Common English Mistakes That Students Make
Some of the most common English mistakes are the easiest to avoid with a little practice. We thought a short reminder here of some of the most important ones that students fall prey to could be a help.
Effective writing makes an interesting read, and it is every writer’s hope to produce great pieces with no errors that put readers off. Bookmark this page and feel free to come back and review the concepts when in doubt. Mistakes can easily be made writing sentences, framing paragraphs, using punctuation and so on. Let's focus here on sentences.
Common grammatical errors when writing sentences:
#1 - Sentence Fragments.
#2 - Run-on sentences.
#3 - Subject-verb disagreements.
Sentence fragments generally occur due to punctuation errors. A period (full stop) instead of a comma can make a sentence look absurd or ungrammatical at its best.
Error: Their whole day was wasted. Probably because they hadn’t set a proper goal to achieve.
The underlined part should be separated from the main clause with a comma and not a period.
Corrected: Their whole day was wasted, probably because they hadn’t set a proper goal to achieve.
Error: Since we are going to visit her.
The above sentence is more of an “un-sentence”, because it doesn’t make any sense, and you as a reader are left waiting for more for it to make sense. Let’s see a corrected form.
Corrected: Since we are going to visit her, we invited Angela to come with us.
Run-on sentences are again the result of wrong punctuation. A run-on sentence is more like a string of many sentences joined together with multiple commas, to make sense they should be separated with periods or semi-colons.
Error: The bakery smelled of lovely fresh bread, I bought myself pineapple donuts.
Although not so clear, this sentence is actually two sentences. Use a period or a semi-colon instead of the comma.
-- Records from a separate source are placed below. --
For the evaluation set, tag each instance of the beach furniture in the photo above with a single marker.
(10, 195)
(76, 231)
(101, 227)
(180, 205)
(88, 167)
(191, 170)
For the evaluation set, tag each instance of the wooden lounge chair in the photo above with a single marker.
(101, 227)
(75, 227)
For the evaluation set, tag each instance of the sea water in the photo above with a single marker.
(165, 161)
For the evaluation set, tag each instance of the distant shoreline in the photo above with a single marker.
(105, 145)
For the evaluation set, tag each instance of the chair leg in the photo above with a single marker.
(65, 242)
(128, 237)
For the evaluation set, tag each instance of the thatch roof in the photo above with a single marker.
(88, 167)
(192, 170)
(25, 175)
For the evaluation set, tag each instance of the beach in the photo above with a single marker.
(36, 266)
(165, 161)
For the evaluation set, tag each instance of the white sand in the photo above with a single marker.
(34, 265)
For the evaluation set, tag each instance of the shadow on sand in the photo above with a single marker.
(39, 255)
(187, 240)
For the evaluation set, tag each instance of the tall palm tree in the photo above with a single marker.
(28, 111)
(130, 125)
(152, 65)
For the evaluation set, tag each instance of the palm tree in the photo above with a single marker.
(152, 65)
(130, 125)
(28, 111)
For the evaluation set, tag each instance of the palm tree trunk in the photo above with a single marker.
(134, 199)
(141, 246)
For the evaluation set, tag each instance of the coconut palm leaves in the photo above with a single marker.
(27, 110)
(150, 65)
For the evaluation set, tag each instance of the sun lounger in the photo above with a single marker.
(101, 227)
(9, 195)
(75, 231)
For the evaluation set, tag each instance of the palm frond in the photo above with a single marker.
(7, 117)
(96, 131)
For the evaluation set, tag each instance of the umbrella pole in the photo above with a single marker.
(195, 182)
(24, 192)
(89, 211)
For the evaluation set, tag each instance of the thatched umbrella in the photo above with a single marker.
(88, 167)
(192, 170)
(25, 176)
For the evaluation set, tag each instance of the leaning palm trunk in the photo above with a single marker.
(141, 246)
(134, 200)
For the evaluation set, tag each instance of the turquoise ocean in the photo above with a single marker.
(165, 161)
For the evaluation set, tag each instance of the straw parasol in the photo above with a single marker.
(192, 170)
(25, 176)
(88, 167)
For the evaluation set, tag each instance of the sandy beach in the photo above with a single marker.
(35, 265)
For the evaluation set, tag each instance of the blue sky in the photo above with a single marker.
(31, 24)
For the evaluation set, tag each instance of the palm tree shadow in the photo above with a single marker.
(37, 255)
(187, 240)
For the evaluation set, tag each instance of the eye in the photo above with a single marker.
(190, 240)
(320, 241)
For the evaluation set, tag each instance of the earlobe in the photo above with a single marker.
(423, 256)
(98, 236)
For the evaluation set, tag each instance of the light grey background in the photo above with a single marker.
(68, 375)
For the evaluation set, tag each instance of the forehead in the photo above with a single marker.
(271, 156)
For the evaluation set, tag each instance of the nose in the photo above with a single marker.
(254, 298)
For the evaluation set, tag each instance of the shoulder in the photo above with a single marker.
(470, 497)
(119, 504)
Corrected: The bakery smelled of lovely fresh bread; I bought myself pineapple donuts.
Subject Verb disagreements occur when singular subjects don’t have singular verbs, and/or plural subjects don’t have plural verbs. This gets particularly difficult to maintain when there’s a clause/phrase between subject and verb.
Error: She want to go out today.
Corrected: She wants to go out today.
Error: This box or those boxes is his.
Corrected: This box or those boxes are his.
Error: The write-up by Nick and Lyla tell us how to be a great gardener.
Corrected: The write-up by Nick and Lyla tells us how to be a great
Make a habit and routine of reviewing all of your writing for these common English mistakes and your readers will thank you.